En France, on retient de cette photo une commémoration marquée par le geste du président Emmanuel Macron de se rendre pour un dépôt de gerbes et une minute de silence sur les berges de la Seine à hauteur du pont de Bezons, le 16 octobre 2021, d’où a commencé la répression par la police parisienne des manifestants algériens pacifiques. A cette initiative, s’est ajouté durant la même journée un communiqué de l’Elysée dénonçant des «crimes inexcusables pour la République». En France, toujours, le 17 octobre, on voit sur cette photo, le préfet de police de Paris, Didier Lallement, déposer une gerbe de fleurs près de la Seine au niveau du Pont Saint-Michel. On gardera de son geste le fait qu’il est le premier préfet de police de Paris à rendre hommage aux victimes algériennes. Pendant sa présence sur les lieux, la sonnerie aux morts a résonné.
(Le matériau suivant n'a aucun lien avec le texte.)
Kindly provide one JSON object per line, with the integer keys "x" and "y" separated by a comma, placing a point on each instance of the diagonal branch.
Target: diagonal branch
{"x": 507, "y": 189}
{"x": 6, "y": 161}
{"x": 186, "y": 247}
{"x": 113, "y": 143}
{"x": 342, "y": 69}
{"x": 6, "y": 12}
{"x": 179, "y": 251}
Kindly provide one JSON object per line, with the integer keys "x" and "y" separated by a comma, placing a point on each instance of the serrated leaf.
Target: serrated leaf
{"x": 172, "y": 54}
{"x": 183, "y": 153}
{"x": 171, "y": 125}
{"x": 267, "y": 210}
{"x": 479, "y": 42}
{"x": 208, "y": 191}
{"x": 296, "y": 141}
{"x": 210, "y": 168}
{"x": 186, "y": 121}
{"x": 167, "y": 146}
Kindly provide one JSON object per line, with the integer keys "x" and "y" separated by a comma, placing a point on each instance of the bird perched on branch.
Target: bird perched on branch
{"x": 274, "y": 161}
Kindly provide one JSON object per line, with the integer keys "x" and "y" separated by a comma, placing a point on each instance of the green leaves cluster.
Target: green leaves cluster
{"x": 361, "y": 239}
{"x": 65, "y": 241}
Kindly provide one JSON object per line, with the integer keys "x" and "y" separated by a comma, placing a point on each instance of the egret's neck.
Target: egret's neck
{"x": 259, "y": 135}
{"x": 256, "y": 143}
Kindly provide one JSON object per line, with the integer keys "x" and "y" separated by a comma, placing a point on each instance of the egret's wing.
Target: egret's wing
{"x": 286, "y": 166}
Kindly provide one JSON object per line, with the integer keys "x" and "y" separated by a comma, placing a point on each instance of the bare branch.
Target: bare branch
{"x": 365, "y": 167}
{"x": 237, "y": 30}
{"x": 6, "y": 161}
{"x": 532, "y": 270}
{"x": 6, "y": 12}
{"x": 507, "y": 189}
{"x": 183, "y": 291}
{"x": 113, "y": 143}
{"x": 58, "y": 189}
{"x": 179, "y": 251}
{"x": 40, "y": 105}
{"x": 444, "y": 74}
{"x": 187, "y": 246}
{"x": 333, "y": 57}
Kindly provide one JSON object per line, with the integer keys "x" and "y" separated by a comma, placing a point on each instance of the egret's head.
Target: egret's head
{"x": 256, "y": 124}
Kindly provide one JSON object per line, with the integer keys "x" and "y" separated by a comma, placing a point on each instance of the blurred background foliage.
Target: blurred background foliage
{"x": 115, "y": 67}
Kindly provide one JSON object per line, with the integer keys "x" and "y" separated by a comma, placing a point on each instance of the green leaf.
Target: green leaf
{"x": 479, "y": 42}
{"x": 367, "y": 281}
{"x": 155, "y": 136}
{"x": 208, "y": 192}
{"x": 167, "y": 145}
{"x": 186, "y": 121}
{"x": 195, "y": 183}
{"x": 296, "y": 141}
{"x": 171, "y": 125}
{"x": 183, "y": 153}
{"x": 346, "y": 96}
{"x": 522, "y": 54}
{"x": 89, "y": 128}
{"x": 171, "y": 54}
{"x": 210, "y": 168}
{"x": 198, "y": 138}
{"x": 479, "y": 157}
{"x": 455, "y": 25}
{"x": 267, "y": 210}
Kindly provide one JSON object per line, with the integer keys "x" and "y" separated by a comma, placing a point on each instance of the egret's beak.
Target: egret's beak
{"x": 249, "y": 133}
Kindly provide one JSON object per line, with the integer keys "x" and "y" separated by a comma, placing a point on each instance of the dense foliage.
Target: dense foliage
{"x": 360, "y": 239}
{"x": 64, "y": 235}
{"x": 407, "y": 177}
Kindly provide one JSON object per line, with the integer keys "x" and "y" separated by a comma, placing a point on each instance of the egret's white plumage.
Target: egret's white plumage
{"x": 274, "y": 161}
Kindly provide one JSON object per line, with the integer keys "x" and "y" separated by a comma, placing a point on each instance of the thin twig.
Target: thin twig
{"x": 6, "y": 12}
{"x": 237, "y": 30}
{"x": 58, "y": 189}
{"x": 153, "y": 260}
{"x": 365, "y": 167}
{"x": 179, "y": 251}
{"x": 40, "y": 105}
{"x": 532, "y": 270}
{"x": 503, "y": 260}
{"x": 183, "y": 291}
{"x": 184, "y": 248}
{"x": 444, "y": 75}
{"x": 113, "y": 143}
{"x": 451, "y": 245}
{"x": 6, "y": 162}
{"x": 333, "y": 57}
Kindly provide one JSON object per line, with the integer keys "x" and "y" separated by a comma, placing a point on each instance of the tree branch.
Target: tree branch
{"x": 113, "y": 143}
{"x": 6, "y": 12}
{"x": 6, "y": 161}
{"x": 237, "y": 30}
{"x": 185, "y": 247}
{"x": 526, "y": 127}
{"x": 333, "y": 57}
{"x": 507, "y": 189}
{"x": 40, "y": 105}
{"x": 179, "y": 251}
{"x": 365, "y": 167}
Puis une minute de silence a été respectée «à la mémoire des morts du 17 octobre 1961», selon les paroles prononcées par une représentante de la préfecture de police au micro. En France, toujours, le défilé de «quelques centaines de manifestants», selon l’AFP, pour scander «17 octobre 1961, crime d’État» et brandir la banderole «pour la reconnaissance d’un crime d’État» à l’appel de «dizaines d’organisations et d’associations (LDH, SOS Racisme, Mrap, Attac, Gisti, etc.), de syndicats et de partis de gauche (EELV, LFI, PCF…)», ajoute l’agence de presse.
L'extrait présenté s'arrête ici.